Far from restricting the growth of fossil capital, governments have been acting as its mouthpiece. A recent Greenpeace report reveals different governments have been lobbying of the IPCC asking them to water down their scientific assessments. The boss class does not like reality, and so they are asking the scientists to fabricate a new one!

These are symptoms of what novelist Amitav Ghosh has called the “Great Derangement”. It is a result of an economic system that is out of control. The work that we are put to, the commodities that we are served up, the environment we are forced to live in, the ever escalating ecological catastrophe, are all caused because economic life is driven not by rational human interests but by the blind pursuit of private profit.

While the organisation of human work is out of control, we have no hope of effectively halting, reversing global warming or adapting to climatic conditions that are now unavoidable.

The pandemic demonstrated what it was like to have a natural force impose itself on our civilisation, forcing human society to bend and adapt to its logic. It has also shown the gaping gulf that exists between our scientific knowledge and our ability to act on that scientific knowledge.

How many lives saved, how much misery avoided, if we just had a form of rational democratic government that followed the science, even with all science’s imperfections and errors? Instead, two billion workers worldwide lack the financial means to isolate. Billions more are denied vaccines, healthcare and testing. Instead of society’s resources being spent on these rational ends, the capitalist class has used the cover of the pandemic to further ramp up inequality.

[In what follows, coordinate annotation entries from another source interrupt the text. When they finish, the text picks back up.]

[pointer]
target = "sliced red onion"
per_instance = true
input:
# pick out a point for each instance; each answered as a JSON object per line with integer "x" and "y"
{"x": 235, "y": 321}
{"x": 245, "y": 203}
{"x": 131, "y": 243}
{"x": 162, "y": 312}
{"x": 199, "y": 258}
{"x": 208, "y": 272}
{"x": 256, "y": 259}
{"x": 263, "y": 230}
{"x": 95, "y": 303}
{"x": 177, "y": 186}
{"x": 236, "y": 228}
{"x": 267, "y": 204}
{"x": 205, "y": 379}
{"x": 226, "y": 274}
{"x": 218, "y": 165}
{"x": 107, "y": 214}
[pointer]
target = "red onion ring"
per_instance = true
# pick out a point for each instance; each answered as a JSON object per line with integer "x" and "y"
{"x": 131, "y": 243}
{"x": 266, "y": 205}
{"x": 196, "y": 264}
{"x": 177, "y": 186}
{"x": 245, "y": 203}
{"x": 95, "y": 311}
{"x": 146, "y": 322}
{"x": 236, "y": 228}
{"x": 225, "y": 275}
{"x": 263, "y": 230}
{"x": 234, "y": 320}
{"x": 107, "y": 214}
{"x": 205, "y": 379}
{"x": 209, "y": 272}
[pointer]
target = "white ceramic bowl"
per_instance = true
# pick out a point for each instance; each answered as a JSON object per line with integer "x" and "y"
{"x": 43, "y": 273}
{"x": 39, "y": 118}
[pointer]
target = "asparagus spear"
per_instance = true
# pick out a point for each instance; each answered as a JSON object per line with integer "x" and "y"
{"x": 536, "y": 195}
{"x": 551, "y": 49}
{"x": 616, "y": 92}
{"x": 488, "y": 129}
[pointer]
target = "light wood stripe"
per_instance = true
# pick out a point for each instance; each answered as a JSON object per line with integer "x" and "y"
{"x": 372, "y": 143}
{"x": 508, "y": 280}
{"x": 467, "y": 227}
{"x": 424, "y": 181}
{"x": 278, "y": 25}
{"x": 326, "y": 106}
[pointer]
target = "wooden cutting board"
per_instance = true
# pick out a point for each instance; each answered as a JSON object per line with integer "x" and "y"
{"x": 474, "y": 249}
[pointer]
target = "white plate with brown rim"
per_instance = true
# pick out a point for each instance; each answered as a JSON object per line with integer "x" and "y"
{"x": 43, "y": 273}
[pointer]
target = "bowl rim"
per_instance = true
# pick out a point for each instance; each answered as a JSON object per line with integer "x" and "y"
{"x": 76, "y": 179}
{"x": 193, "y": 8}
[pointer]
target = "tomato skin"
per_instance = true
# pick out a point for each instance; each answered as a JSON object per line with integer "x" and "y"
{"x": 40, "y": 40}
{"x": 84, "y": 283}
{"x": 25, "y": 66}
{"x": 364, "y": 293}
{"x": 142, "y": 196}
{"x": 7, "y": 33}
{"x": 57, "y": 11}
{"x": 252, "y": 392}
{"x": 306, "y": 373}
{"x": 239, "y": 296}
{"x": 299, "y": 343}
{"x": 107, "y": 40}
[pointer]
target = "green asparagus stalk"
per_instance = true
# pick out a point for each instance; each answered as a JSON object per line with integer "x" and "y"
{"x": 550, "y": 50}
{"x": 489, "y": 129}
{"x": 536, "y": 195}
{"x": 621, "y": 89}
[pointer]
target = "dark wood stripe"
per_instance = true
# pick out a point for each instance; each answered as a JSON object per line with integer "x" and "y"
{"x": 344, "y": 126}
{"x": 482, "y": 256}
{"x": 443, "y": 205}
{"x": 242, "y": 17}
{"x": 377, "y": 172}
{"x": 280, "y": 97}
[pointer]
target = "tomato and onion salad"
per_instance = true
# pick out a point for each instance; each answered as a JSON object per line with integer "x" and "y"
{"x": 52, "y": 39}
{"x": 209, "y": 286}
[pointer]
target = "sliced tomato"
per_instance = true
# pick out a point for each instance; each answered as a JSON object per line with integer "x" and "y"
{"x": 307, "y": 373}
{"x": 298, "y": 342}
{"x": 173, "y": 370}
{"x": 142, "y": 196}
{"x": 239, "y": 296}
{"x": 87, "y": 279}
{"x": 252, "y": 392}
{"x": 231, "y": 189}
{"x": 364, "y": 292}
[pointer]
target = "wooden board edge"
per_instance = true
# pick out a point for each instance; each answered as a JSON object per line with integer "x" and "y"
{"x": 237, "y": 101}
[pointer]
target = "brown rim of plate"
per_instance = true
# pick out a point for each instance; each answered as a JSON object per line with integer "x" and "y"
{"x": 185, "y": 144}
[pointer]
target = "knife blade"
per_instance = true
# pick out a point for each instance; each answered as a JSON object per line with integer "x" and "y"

During the financial year 2020-2021, the world’s 2775 billionaires increased their wealth by $5 trillion: more than the GDP of pre-pandemic Japan. By privileging private profit over the collective need to bring the pandemic under control, capitalism imposes terrible acts of social self-harm.

As society is forced to bend and adapt to the logic of climate change, this way of organising human work threatens civilisational collapse.

If the capitalist class are organising us, the world’s workers, to flood an already glutted atmosphere with hundreds more gigatonnes of carbon, it is incumbent on the labour movement to start demanding preparations are made for the coming storms. We should force our bosses and local politicians to confront the future that their class is preparing for us and demand the resources we need to make adequate preparations to safeguard our communities and livelihoods.

The people who have least responsibility for this crisis – workers and the poor – will bear the heaviest burden. Research from the Climate Vulnerability Monitor in 2010 estimated the people of the global South bear 82% of the total costs of climate damage, and that share will have risen as impacts become more extreme. In coming decades, large areas of the Earth will become uninhabitable.

In 2014 the UN-linked International Organization for Migration reported that “Forecasts for the number of environmental migrants by 2050 vary... between 25 million and one billion”.

If we are to avoid war and population collapse, we need to serious preparations for the planned resettlement of displaced people. Towns and cities that currently sustain millions will be wiped off the map. The labour movement should draw up detailed plans for how we can ensure everyone gets the basics of food, water, housing, healthcare, education and safe passage and run campaigns to agitate for climate preparations at work and in politics.

To avoid climate catastrophe, human work needs to be directed according to rational economic plans rather than the deranged logic of profit-maximisation. Organising around such plans is the means by which environmentalists and labour movement activists can awake the slumbering giant of the world working class and forge a social force capable of organising our labour to avert catastrophe.